# new shirts are done



## DiSantodrywall&paint (May 2, 2010)

here are my new shirts


----------



## 2buckcanuck (Jul 9, 2010)

I will PM you my address so you can send me some:thumbsup:


----------



## moore (Dec 2, 2010)

You don't want us to call you?

What if we need help on a bid??:whistling2:


----------



## gazman (Apr 29, 2011)

Waist of time blotting out your number. I goggled Disanto drywall and had your number within seconds . Because I am a good bloke I wont put it on here. I do think you should send one to 2Buck though, he has a fetish for "T" shirts.


----------



## Kiwiman (Jun 14, 2008)

gazman said:


> Waist of time blotting out your number.
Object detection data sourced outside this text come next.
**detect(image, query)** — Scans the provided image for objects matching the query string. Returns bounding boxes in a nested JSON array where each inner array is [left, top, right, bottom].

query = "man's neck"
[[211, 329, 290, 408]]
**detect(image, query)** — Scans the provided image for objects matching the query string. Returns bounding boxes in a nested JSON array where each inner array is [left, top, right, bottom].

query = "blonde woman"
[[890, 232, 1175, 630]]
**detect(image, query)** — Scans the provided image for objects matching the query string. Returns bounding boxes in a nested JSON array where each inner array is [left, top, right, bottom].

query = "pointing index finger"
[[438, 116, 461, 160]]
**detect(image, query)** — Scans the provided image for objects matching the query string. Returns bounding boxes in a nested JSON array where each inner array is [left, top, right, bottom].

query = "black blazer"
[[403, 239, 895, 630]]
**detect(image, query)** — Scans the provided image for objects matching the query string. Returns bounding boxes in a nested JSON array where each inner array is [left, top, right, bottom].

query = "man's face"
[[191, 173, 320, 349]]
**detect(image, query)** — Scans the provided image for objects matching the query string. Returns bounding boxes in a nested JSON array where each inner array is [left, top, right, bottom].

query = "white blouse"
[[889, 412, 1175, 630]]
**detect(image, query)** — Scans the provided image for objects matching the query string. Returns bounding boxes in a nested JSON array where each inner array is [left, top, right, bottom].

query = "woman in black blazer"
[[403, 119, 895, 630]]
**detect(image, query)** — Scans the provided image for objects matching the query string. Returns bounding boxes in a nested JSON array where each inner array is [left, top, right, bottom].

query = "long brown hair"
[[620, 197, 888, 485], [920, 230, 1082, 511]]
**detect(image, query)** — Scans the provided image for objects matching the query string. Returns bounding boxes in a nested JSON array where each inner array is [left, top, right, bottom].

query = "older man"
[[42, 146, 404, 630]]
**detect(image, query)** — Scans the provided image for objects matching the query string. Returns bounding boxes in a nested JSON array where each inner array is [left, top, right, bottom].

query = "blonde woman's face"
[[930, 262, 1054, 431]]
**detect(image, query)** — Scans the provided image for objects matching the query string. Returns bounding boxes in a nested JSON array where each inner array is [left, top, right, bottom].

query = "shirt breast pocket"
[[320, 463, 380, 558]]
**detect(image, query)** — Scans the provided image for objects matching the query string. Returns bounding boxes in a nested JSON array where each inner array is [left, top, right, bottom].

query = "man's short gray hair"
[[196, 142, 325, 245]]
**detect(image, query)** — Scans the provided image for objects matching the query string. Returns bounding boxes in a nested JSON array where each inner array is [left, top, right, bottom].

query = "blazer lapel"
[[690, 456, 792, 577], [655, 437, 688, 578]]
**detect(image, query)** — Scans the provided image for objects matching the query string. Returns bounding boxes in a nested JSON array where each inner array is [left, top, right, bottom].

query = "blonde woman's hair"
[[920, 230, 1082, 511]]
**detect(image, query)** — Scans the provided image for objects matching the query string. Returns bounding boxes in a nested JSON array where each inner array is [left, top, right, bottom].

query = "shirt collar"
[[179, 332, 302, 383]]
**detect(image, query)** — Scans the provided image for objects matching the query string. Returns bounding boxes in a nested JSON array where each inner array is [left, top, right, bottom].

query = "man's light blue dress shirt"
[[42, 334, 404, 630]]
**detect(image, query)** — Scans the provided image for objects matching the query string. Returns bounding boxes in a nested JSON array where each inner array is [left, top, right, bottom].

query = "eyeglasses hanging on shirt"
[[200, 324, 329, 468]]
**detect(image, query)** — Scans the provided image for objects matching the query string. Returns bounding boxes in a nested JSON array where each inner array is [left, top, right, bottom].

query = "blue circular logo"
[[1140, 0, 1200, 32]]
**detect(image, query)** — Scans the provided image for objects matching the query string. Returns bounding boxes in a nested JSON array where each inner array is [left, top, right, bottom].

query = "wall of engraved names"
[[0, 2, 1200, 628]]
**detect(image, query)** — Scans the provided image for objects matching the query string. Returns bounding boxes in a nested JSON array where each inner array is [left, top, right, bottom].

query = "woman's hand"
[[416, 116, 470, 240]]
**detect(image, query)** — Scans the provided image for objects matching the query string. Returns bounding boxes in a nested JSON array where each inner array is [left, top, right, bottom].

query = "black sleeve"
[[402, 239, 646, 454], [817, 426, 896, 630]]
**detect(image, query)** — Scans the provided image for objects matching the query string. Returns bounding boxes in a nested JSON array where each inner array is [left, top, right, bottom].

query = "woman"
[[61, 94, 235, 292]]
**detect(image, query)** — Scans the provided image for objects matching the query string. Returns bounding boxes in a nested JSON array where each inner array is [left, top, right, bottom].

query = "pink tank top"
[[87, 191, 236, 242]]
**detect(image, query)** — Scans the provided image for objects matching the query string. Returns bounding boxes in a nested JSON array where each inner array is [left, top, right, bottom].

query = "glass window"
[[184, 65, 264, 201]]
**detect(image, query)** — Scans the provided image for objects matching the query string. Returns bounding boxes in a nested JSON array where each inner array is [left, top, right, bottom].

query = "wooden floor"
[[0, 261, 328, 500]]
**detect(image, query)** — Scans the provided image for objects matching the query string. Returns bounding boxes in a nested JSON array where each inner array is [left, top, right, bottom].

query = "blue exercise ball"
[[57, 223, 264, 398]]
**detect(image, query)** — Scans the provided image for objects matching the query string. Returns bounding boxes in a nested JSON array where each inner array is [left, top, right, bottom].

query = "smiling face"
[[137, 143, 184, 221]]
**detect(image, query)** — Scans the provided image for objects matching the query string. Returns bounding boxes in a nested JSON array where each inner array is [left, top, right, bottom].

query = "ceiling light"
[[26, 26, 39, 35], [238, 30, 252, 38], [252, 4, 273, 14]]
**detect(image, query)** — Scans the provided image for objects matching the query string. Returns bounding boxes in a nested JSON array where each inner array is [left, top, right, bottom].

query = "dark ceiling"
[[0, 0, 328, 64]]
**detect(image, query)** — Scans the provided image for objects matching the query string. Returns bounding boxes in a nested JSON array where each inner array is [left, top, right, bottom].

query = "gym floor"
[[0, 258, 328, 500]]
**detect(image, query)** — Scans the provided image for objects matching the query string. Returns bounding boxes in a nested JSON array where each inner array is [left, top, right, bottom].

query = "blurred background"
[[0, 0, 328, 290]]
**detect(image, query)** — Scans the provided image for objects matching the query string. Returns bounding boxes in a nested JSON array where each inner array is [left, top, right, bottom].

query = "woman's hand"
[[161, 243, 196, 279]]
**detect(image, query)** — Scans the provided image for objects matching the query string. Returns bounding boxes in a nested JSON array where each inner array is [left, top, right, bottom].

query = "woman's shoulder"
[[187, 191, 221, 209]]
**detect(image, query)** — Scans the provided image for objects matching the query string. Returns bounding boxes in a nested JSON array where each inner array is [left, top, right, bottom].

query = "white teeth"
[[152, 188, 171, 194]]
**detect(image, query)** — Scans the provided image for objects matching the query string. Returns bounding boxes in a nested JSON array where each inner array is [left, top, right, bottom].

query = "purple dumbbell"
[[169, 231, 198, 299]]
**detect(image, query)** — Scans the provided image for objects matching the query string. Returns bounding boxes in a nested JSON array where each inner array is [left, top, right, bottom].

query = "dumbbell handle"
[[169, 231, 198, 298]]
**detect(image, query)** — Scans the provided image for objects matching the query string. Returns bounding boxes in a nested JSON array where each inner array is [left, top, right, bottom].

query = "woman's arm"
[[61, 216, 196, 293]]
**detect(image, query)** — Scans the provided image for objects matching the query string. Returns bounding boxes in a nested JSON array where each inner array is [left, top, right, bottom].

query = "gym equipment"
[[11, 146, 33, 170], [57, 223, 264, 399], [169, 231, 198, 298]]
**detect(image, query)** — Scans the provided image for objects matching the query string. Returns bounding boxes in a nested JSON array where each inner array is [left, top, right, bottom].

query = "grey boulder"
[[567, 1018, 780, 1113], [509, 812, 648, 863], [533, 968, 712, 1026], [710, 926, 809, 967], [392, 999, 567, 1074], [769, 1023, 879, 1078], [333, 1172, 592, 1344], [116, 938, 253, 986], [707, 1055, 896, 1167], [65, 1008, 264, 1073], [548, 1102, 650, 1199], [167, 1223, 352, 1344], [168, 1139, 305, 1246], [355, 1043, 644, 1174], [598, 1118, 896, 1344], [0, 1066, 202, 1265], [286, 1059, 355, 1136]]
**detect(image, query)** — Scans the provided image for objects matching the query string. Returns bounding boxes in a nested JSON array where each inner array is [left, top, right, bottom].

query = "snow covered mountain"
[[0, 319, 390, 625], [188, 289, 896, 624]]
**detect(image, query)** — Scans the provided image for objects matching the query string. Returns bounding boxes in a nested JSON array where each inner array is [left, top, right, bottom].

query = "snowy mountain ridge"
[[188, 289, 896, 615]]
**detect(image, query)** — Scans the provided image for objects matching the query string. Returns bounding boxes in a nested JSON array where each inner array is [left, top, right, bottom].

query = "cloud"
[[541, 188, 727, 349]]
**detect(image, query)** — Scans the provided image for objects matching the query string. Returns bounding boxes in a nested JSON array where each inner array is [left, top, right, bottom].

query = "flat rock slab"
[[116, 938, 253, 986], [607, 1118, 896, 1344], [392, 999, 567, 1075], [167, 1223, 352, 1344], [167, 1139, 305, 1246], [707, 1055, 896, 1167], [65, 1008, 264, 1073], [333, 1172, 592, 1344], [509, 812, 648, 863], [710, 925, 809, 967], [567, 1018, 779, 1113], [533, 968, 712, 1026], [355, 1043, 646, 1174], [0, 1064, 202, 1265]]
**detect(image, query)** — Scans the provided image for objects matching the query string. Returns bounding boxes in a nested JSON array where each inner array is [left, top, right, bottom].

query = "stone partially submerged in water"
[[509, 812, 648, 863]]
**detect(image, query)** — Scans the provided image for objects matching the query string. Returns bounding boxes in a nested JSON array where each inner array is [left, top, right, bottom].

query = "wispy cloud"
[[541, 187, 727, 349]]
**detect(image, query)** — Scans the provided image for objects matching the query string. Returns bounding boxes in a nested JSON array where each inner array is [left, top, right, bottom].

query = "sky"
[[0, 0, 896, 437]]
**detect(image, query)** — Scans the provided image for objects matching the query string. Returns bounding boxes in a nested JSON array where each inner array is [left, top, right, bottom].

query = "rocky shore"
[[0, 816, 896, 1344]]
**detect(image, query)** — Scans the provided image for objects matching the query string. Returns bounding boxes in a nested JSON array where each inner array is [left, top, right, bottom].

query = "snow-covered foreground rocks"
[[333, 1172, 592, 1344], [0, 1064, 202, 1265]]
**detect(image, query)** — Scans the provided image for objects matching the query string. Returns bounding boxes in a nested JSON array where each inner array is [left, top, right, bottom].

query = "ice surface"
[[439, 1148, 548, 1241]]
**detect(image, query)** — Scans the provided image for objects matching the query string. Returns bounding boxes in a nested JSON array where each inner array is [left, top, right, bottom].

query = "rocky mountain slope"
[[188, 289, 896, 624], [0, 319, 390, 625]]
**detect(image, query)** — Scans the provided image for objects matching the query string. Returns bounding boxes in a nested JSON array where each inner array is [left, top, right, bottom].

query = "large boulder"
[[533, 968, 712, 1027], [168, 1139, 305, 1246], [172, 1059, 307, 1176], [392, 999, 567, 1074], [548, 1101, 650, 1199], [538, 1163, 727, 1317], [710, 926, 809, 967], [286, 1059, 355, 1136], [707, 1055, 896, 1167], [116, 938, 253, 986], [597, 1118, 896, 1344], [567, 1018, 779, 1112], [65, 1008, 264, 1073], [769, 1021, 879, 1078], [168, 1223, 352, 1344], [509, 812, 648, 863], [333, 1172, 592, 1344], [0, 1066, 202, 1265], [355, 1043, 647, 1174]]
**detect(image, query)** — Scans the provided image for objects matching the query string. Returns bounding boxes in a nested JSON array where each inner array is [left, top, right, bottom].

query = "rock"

I goggled Disanto drywall and had your number within seconds . Because I am a good bloke I wont put it on here. *I do think you should send one to 2Buck though, he has a fetish for "T" shirts*.


Maybe it's because he keeps growing out of them :whistling2:


----------



## 2buckcanuck (Jul 9, 2010)

Kiwiman said:


> Maybe it's because he keeps growing out of them :whistling2:


WAR.....................................................again


----------



## Kiwiman (Jun 14, 2008)

2buckcanuck said:


> WAR.....................................................again


Oh god, here they come....... New Zealands going to sink


----------



## DiSantodrywall&paint (May 2, 2010)

i dont know why i blocked the number out its just a habbit from seeing others do it on other sites.


----------



## moore (Dec 2, 2010)

DiSantodrywall&paint said:


> i dont know why i blocked the number out its just a habbit from seeing others do it on other sites.


 ya mean all those other sites that helped you out on bidding your jobs for you??


----------



## 2buckcanuck (Jul 9, 2010)

Kiwiman said:


> Oh god, here they come....... New Zealands going to sink


Oh we are headed to sheep shagger land, and we already know, not to trust you Kiwi's:furious::furious::furious::furious:


----------